US 12,299,967 B2
	Electronic device and operation method thereof for multimodal temporal-axis fusion artificial intelligence models
Dong Chan Park, Seoul (KR); and Mobeen Ahmad, Seoul (KR)
Assigned to Pyler Co., Ltd., Seoul (KR)
Filed by PYLER CO., LTD., Seoul (KR)
Filed on Aug. 20, 2024, as Appl. No. 18/809,395.
Claims priority of application No. 10-2024-0029703 (KR), filed on Feb. 29, 2024.
Prior Publication US 2025/0078486 A1, Mar. 6, 2025
Int. Cl. G06K 9/00 (2022.01); G06V 10/62 (2022.01); G06V 10/764 (2022.01); G06V 10/80 (2022.01); G06V 30/18 (2022.01)
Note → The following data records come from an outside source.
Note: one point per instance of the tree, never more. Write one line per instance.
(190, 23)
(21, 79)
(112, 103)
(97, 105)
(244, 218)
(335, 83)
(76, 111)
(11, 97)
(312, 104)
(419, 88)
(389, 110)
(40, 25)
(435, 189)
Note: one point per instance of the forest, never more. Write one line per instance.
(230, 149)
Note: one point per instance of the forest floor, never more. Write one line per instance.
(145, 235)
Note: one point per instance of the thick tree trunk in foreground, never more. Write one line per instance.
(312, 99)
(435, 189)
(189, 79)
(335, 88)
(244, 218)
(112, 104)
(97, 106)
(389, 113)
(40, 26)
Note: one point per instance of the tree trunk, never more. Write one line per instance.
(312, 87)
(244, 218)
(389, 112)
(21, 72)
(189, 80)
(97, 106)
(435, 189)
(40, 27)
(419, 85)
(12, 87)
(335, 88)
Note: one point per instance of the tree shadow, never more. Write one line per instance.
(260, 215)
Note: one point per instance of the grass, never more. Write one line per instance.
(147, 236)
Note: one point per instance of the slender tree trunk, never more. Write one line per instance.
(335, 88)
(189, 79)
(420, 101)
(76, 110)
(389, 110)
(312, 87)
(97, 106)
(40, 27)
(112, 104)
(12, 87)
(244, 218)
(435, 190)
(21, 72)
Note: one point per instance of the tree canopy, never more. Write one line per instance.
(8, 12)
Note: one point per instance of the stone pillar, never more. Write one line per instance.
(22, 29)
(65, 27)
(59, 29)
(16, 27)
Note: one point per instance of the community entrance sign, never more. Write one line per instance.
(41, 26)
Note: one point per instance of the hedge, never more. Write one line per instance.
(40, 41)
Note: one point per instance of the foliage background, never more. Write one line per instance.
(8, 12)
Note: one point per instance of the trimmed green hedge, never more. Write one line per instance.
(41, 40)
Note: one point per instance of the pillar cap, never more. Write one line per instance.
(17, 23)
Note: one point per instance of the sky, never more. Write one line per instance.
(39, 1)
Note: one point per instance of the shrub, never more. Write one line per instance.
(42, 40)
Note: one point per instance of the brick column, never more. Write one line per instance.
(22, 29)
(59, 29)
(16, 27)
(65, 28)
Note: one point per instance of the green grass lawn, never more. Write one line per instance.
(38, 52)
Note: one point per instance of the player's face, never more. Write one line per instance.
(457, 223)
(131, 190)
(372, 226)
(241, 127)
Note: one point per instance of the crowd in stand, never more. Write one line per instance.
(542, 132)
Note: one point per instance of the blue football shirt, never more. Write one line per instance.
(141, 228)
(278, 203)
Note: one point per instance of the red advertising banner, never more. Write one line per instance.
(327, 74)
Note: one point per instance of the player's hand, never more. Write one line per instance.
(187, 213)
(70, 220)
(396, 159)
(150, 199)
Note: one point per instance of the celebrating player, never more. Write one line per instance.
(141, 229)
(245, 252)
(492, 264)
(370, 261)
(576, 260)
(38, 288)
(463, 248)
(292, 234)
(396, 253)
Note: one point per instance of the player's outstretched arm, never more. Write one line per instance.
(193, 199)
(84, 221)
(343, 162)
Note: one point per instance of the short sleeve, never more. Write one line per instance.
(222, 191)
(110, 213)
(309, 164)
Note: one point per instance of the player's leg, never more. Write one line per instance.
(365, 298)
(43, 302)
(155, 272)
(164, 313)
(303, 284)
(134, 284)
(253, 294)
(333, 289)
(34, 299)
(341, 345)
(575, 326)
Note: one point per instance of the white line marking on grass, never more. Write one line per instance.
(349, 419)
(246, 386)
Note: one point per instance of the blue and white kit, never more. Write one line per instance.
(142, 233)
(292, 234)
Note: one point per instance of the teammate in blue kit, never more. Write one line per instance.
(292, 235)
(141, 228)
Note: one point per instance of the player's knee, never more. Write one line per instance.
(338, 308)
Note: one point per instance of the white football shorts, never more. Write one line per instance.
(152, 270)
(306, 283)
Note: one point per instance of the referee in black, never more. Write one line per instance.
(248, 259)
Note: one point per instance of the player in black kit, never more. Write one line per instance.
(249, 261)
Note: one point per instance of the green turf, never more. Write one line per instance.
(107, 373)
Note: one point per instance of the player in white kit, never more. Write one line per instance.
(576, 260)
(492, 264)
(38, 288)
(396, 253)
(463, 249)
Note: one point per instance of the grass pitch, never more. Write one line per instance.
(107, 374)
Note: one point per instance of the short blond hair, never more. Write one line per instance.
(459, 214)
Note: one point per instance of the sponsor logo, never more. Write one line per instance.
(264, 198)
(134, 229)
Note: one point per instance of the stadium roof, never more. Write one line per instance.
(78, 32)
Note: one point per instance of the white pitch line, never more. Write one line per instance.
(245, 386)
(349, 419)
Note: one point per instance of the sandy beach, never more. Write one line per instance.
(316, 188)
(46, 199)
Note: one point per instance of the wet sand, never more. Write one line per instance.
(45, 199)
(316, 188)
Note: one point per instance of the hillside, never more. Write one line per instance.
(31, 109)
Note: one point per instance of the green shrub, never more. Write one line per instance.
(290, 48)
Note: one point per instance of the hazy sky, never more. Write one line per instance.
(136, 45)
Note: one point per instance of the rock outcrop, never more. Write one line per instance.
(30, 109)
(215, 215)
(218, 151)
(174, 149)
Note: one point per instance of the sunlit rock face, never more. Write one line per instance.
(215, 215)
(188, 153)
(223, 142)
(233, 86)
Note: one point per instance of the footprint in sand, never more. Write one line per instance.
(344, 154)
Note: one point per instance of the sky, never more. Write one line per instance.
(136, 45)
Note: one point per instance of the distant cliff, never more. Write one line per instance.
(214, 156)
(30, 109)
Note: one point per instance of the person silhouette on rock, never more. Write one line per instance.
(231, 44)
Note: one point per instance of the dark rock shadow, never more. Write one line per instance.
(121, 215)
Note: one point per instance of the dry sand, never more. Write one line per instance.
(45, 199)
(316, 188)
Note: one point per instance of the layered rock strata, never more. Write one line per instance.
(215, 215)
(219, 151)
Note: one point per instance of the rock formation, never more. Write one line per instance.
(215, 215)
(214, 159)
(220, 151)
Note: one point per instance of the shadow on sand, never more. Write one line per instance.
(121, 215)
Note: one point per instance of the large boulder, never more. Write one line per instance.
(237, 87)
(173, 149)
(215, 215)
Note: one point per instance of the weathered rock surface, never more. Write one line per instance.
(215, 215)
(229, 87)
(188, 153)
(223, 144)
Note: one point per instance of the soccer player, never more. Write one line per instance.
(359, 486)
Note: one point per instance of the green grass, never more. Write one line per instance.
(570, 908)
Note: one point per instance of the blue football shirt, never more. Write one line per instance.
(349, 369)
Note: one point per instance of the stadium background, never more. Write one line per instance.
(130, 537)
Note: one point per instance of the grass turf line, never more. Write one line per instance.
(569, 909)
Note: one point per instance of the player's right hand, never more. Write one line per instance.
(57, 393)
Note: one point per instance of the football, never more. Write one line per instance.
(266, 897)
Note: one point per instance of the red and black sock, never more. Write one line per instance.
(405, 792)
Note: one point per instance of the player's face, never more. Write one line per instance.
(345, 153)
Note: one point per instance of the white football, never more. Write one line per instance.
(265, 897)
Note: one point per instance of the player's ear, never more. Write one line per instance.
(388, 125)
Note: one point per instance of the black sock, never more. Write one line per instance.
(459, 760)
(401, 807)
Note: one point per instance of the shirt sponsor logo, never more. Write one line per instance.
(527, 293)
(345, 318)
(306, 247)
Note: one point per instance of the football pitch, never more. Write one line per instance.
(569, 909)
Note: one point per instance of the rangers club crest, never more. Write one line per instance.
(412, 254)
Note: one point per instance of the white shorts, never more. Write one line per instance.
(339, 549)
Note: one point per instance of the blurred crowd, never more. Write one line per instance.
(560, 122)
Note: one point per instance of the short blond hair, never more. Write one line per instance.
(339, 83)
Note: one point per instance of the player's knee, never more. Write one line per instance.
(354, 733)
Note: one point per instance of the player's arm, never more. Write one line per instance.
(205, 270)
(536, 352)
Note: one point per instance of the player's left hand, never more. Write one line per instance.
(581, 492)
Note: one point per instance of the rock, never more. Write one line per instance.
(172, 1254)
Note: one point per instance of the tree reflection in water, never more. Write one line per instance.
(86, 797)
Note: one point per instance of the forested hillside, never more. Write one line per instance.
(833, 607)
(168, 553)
CPC G06V 10/806 (2022.01) [G06V 10/62 (2022.01); G06V 10/764 (2022.01); G06V 30/18 (2022.01)]

22 Claims

1. An electronic device for multimodal temporal-axis fusion artificial intelligence models, the electronic device comprising:

a storage unit; and

a processor,

wherein the processor obtains a plurality of first visual features respectively corresponding to a plurality of different time points or time periods from a video, obtains a plurality of text features respectively corresponding to the plurality of time points or time periods from text, obtains a plurality of first local fusion features, respectively corresponding to the plurality of time points or time periods, from the plurality of first visual features and the plurality of text features by fusing the first visual features and the text features, which correspond to a same time point or time period, and obtains at least one global fusion feature from the plurality of first local fusion features, and

in order to obtain the plurality of text features, the processor obtains a plurality of first intermediate text features from the text, obtains a plurality of second intermediate text features respectively corresponding to the plurality of time points or time periods from the plurality of first intermediate text features by using a plurality of mapping layers respectively corresponding to the plurality of time points or time periods, and obtains the plurality of text features from the plurality of second intermediate text features by changing dimensions of the second intermediate text features.